O caso confirma o proposto por Kigdon (2010) e Baumgartner e Jones (2010), sobre a invisibilidade de atores possuidores de informações técnicas, como os acadêmicos, e a sua pouca influência no processo de formulação de políticas. Por outro lado, os atores mais influentes foram aqueles identificados como policy entrepeneur e policy broker, que coincidentemente são aqueles que detêm os recursos mais relevantes, conforme Weible (207), quais sejam os recursos financeiros (no caso da CNI) e a autoridade legal formal (Deputado Arnaldo Jardim, relator do GT).

Sobre a dinâmica de negociação, no que concerne à responsabilidade sobre a gestão de resíduos, ao se considerar apenas os interesses, e não as crenças, foram identificadas duas coalizões em choque: a majoritária, formada por associações representantes do setor industrial e empresariado, pelas ONGs e pelo Movimento dos Catadores, a favor de uma responsabilidade compartilhada, e, do outro lado, uma coalizão minoritária, formada por representantes do governo, especialmente o Ministério do Meio Ambiente, pelo Instituto Brasil Ambiente e pelos professores universitários, defendendo que a responsabilidade pela gestão de resíduos seria somente da indústria. A coalizão majoritária conseguiu expressivas mudanças no texto, a fim de que a responsabilidade passasse a ser compartilhada por todos os elos da cadeia produtiva, inclusive o cidadão-consumidor, ao contrário do que previa o projeto de lei enviado pelo Executivo (PL 1991/2007).

Diferente da responsabilização sobre a gestão dos resíduos, a inclusão dos catadores não foi uma questão geradora de muitos conflitos, porque não se estava defendendo uma imagem ou conceito inovador, como a responsabilidade compartilhada. Ao considerar apenas os interesses no texto da lei, pode-se dizer que existia um grupo único, favorável à inclusão dos catadores no processo de gestão, o qual reunia atores com todos os tipos de recursos. Entretanto, longe de serem uníssonos, esses atores apresentavam crenças bastante diferenciadas, principalmente com relação às organizações representantes do setor produtivo, às ONGs ambientalistas e aos representantes dos catadores. O setor produtivo via na regulamentação da atuação dos catadores uma via de compartilhamento de responsabilidades, ou parcerias, para uma futura logística reversa, que se daria por acordos setoriais em momentos posteriores à lei. Já as ONGS e os representantes dos catadores viam a inclusão dos catadores nos artigos da lei como uma garantia para a profissionalização dos mesmos e melhores condições  de trabalho para a categoria.

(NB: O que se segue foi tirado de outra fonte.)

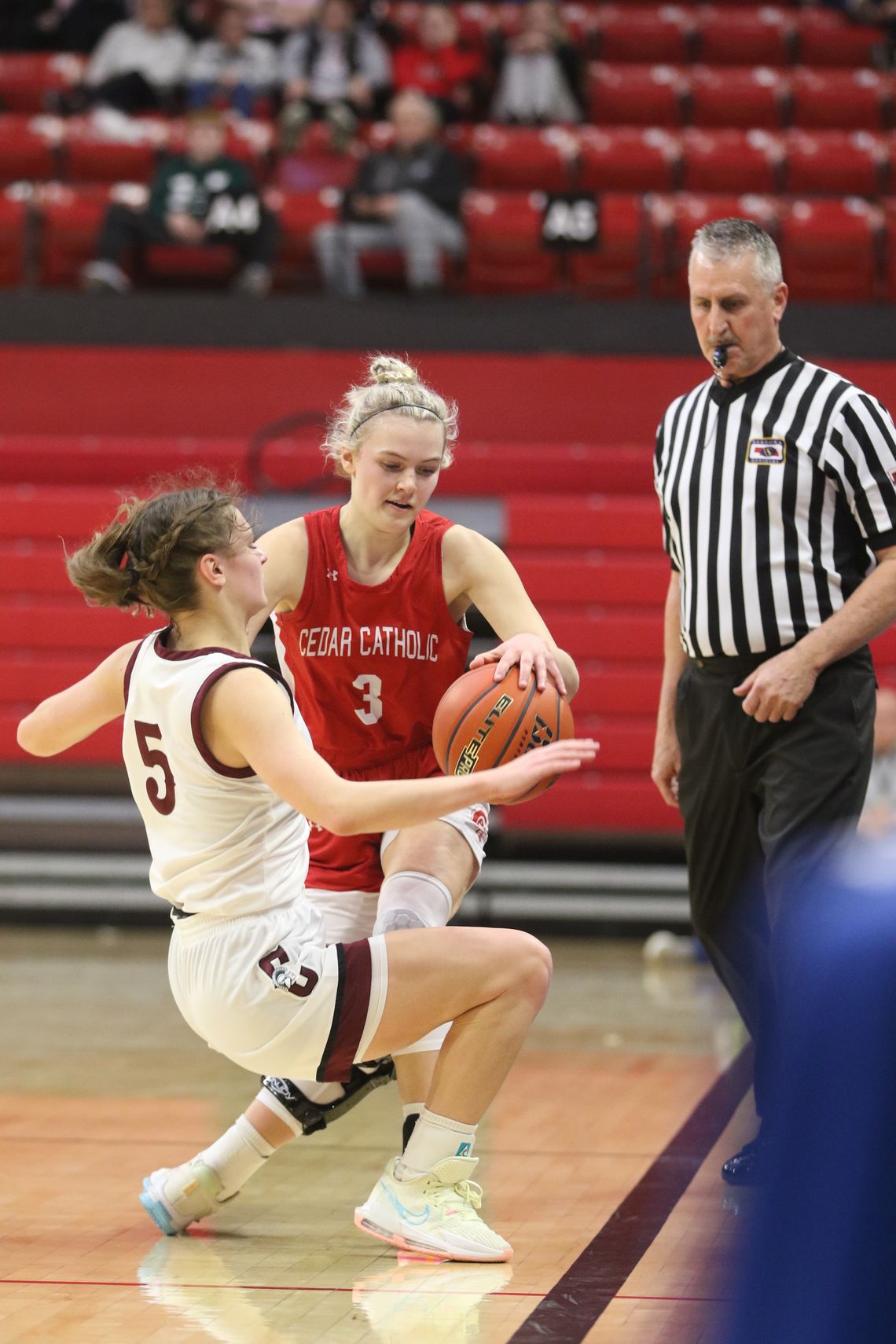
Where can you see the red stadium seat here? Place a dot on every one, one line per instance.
(738, 96)
(559, 522)
(318, 164)
(625, 689)
(299, 213)
(844, 163)
(642, 32)
(610, 270)
(758, 37)
(614, 636)
(609, 804)
(840, 100)
(828, 38)
(581, 22)
(731, 160)
(674, 219)
(54, 624)
(70, 222)
(28, 79)
(46, 514)
(34, 569)
(28, 147)
(890, 223)
(92, 156)
(13, 223)
(180, 263)
(829, 249)
(589, 577)
(636, 96)
(60, 460)
(504, 244)
(28, 678)
(523, 159)
(628, 159)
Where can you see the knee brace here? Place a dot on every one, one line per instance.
(286, 1100)
(413, 901)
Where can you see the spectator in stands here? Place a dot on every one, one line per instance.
(231, 69)
(439, 64)
(879, 813)
(202, 198)
(140, 64)
(57, 24)
(332, 69)
(539, 70)
(883, 13)
(405, 198)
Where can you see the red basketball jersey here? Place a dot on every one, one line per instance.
(369, 664)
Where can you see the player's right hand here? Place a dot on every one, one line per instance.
(508, 783)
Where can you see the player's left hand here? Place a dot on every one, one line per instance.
(778, 689)
(532, 655)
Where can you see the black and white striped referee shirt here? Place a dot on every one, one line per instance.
(774, 495)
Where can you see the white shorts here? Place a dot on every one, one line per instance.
(273, 1003)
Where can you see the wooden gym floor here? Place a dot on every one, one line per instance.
(600, 1162)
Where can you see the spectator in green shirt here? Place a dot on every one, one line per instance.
(202, 198)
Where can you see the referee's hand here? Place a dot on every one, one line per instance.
(666, 765)
(778, 689)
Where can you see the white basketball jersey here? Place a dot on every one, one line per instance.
(222, 842)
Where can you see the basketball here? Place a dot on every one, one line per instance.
(481, 722)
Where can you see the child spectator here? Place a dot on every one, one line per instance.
(202, 198)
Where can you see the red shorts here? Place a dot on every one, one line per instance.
(352, 863)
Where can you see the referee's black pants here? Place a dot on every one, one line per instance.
(762, 802)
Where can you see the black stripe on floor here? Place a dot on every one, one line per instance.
(591, 1283)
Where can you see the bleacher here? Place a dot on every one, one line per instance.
(692, 111)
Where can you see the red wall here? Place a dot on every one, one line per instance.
(231, 393)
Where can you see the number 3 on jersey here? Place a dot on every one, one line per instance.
(156, 760)
(373, 687)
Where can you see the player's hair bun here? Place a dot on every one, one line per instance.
(387, 370)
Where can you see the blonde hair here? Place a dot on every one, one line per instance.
(147, 556)
(392, 386)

A correlação de forças se mostrava bastante favorável nesse sentido, o que parece ter influenciado o relatório final do Dep. Arnaldo Jardim, que contemplou os catadores em diversos pontos, indo além do que estava presente no texto do PL 1991/2007 do Executivo. Há que se destacar que o MNCR dispunha de uma vantagem em relação aos demais, que era o apoio declarado do Executivo. Entretanto, a organização não se articulou para participar das audiências públicas no Senado. Assim, o pedido da inclusão do reaproveitamento energético como uma das alternativas, conforme defendido pela ABETRE, ABIDIB e CNI foi atendido pelo relator do projeto, o Senador César Borges. Vale destacar que a CNI também reverberava, porém de forma menos direta, as demandas da ABETRE e ABIDIB, o que pode ter colaborado para o sucesso de suas demandas, uma vez que a CNI possui recursos mais relevantes no processo político.

Os resultados apresentados apontam que os recursos possuídos pelos atores são um importante aspecto explicativo do processo, embora pouco explorados nos estudos sobre análise de políticas públicas. Este estudo colabora para chamar a atenção para a análise das políticas públicas a partir da perspectiva do ator, seus recursos e habilidades no processo político, na medida em que esse ponto de vista revela outros aspectos que podem colaborar para se compreender o processo de formulação de políticas públicas. A análise a partir dessa perspectiva pode complementar os estudos cujo objetivo é compreender as crenças dos atores (cerne do modelo de coalizões de advocacia), as janelas de oportunidades (abordado no modelo de múltiplos fluxos), ou os períodos de mudanças e estabilidade (modelo de equilíbrio pontuado).